Тишина - лирическая соната

2008(9) г.
               

        Когда-то в нем была тишина. И вся Вселенная. В каждой клетке, он знал, была своя галактика. Там жили крошечные существа. Им было в нем уютно. Он знал, что за огородом растет лес. А за лесом рельсы. За рельсами закат. И больше ничего. И только телевизор был окном в иной мир, не его. А он чувствовал себя царем своей маленькой страны, где жили букашки и птицы. Ему было семь лет, но он уже знал, что однажды придет время, когда леса не будет, дома не будет, а будут рельсы... рельсы... и закат. В конце всего будет закат, переходящий в рассвет. Вечерняя зорька. А за лесом, за рельсами, в городе, о существовании которого он знал из разговоров взрослых и телевизора, там... в городе, жила она. Она жила на последнем этаже хрущевки. И смотрела на трубы завода из окна каждый вечер. И ей казалось, что за трубами нет ничего. Ей было пять лет. Но она уже знала, что есть электричество. И ей казалось, что она будет такой, как Ковалевская. Ей было всего пять лет, а она вычисляла школьные уравнения и играла гаммы. Математика и музыка не противоречили друг другу, а только помогали ей понимать через одно другое. И она понимала, что в основе музыки лежит ритм. Счет, число. Она любила числа. Она видела их везде. А он не умел считать. Он не любил математику и рисовал в тетрадях птиц. Больших гордых белых диких птиц, летящих навстречу закату. Он почти не слушал музыки. Она нарушала его тишину. Тишина нужна была ему, чтобы слышать Вселенную, каждую травинку в его лесу, каждую зверюшку. Вдруг кому-то плохо, и надо помочь. Надо спасти. И если он не услышит, он будет винить себя всю жизнь. А она всюду слышала музыку. Она всюду видела гармонию. Она знала все алгоритмы, все комбинации звуков, цифр. Подсознательно чуяла. А он знал, что дом, в котором он живет, построен его дедом. Что дед знает все. Но почему-то порой молчит. И прислушивается к шороху травы, как и он. А она не знает о его существовании. Но чувствует, что ей кого-то не хватает для гармонии. Ей пять лет, ему семь.

       Он смотрит с вершины холма на реку.
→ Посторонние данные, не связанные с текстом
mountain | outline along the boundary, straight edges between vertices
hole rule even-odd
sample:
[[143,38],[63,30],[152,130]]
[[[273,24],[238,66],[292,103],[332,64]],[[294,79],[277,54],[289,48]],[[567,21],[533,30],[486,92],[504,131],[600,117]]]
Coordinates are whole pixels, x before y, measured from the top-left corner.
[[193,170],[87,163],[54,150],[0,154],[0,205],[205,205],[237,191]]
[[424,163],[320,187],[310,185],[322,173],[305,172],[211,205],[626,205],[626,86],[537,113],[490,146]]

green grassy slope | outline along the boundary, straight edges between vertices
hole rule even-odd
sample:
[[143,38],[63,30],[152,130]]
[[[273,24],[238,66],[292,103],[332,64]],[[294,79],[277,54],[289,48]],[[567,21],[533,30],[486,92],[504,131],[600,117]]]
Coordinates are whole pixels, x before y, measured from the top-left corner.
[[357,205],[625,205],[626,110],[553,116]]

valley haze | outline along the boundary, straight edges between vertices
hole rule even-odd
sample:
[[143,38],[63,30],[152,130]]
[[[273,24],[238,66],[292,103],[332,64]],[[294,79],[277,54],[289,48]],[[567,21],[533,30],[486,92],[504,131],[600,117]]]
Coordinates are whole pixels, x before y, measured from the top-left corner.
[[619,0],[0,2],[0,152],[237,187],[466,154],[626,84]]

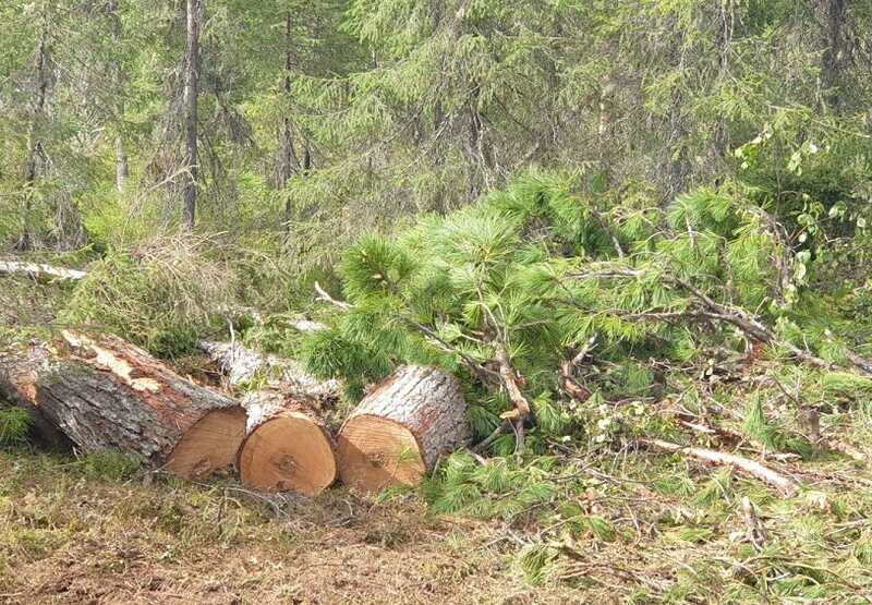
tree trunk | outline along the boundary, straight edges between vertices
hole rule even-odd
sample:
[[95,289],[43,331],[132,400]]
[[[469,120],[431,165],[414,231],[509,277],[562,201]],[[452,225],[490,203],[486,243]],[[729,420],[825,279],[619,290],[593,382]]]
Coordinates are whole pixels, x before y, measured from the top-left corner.
[[[301,331],[304,329],[314,331],[323,328],[320,324],[307,320],[300,320],[295,325]],[[218,363],[221,371],[228,376],[231,387],[251,383],[259,375],[265,378],[268,388],[280,390],[295,399],[325,404],[338,401],[341,396],[342,385],[339,380],[319,380],[311,376],[300,363],[293,360],[263,355],[238,342],[204,340],[199,343],[199,348]]]
[[[293,71],[293,41],[291,39],[291,13],[284,16],[284,98],[291,101],[291,73]],[[289,109],[284,110],[282,121],[281,137],[279,141],[279,166],[278,166],[278,187],[284,189],[284,184],[291,174],[300,168],[296,159],[296,150],[293,145],[293,132],[291,130],[291,119],[288,117]],[[290,202],[286,204],[286,219],[290,218]]]
[[470,437],[458,380],[434,367],[403,366],[371,392],[339,432],[342,481],[363,492],[415,484]]
[[822,4],[823,25],[826,47],[823,52],[822,84],[824,96],[832,107],[838,107],[841,95],[838,85],[841,80],[841,69],[845,61],[845,26],[846,0],[825,0]]
[[[121,16],[118,14],[118,1],[109,0],[106,4],[106,12],[109,17],[112,31],[112,44],[121,47],[123,43],[123,31]],[[121,63],[117,59],[112,63],[112,94],[119,99],[116,107],[116,120],[121,121],[124,117],[124,92],[122,90],[124,74]],[[124,150],[124,138],[121,134],[116,135],[116,189],[119,193],[124,191],[124,182],[128,180],[130,169],[128,166],[128,154]]]
[[[182,476],[231,467],[245,411],[118,337],[63,331],[41,354],[4,355],[0,385],[83,452],[117,448]],[[38,426],[39,427],[39,426]]]
[[269,391],[252,394],[243,404],[249,412],[239,453],[244,484],[317,496],[336,481],[332,435],[311,407]]
[[87,273],[78,269],[68,269],[64,267],[52,267],[41,263],[24,263],[19,261],[0,261],[0,274],[3,275],[24,275],[33,279],[84,279]]
[[197,97],[199,95],[199,17],[203,0],[187,0],[187,43],[184,77],[184,168],[187,181],[184,186],[184,226],[194,228],[197,208]]
[[46,108],[46,96],[48,94],[48,77],[46,75],[48,62],[48,24],[44,24],[43,34],[39,38],[39,48],[36,57],[36,102],[34,104],[34,114],[31,121],[31,130],[27,133],[27,156],[24,165],[24,216],[22,234],[15,247],[21,251],[31,250],[34,246],[33,226],[31,225],[33,213],[33,189],[36,184],[36,162],[39,152],[39,126],[43,121],[43,113]]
Его некогда белесые волосы стали темно-каштановыми. Его некогда голубые глаза стали зелеными. Он уже не помнит себя того, но знает, что Вселенная по-прежнему у него в крови. Что дед по-прежнему молчит. Теперь уже до Страшного суда. Что над его могилой трава. Что, оказывается, у деда тоже были каштановые пряди, пока он не поседел. И надо бы не забыть лицо старика. Внук помнит каждую складку. Он уже не рисует, а пишет. Маслом. В комнате портрет девочки. Однажды он увидел ее в трамвае. И зарисовал. Запомнил. И теперь она возникла в его мастерской. Почему-то понравилась ее улыбка. Ее взгляд. В котором живет тишина, его тишина. И его Вселенная. Он разговаривает с ней вечерами. Он не ходит с друзьями за пивом. Не играет в бильярд. Не тусуется в клубах. Он пишет лес, он хранит его образ, ибо знает, что когда-нибудь не будет и леса, и дома... И надо спасти. Запечатлеть, увековечить. Его картины понравились в Академии. Он будет принят. И перед первым днем занятий он встретит ее. Она будет спешить в Гнесенку. И он еще долго простоит один на тротуаре, вспоминая, где мог видеть эту девушку. А она будет вспоминать их встречу, но пунктуальность ее уведет от него еще раз.

         Она рада, что закончила Гнесенку, а не физмат или еще что. Судьба Ковалевской ее теперь не очень привлекает. Она любит Рихтера. Она ходит в музей и смотрит на его картины. Ее завораживает живопись. Она ищет в ней музыку. И геометрию. А за окнами музея стоит странный юноша, с изумрудно-зелеными глазами, в длинном черном пальто. Его ждет еще одна встреча. Но звонит друг. У них совместная выставка, первая выставка. Придут и девчонки. Они любят их живопись. Им нравятся работы однокурсников. И сами однокурсники. Но сейчас ему не до подруг. Он так часто слушает шорох травы, что влюбленность хранится глубоко внутри, на дне черных кошачьих зрачков его больших зеленых глаз. Он задумался. Соединил тонкие черные брови и стал похож на степного орла. Гордую дикую птицу. Летящую к закату. Но сейчас только рассвет. Рассвет на полотне Рихтера. Опять он не попадает в музей. Надо помочь другу.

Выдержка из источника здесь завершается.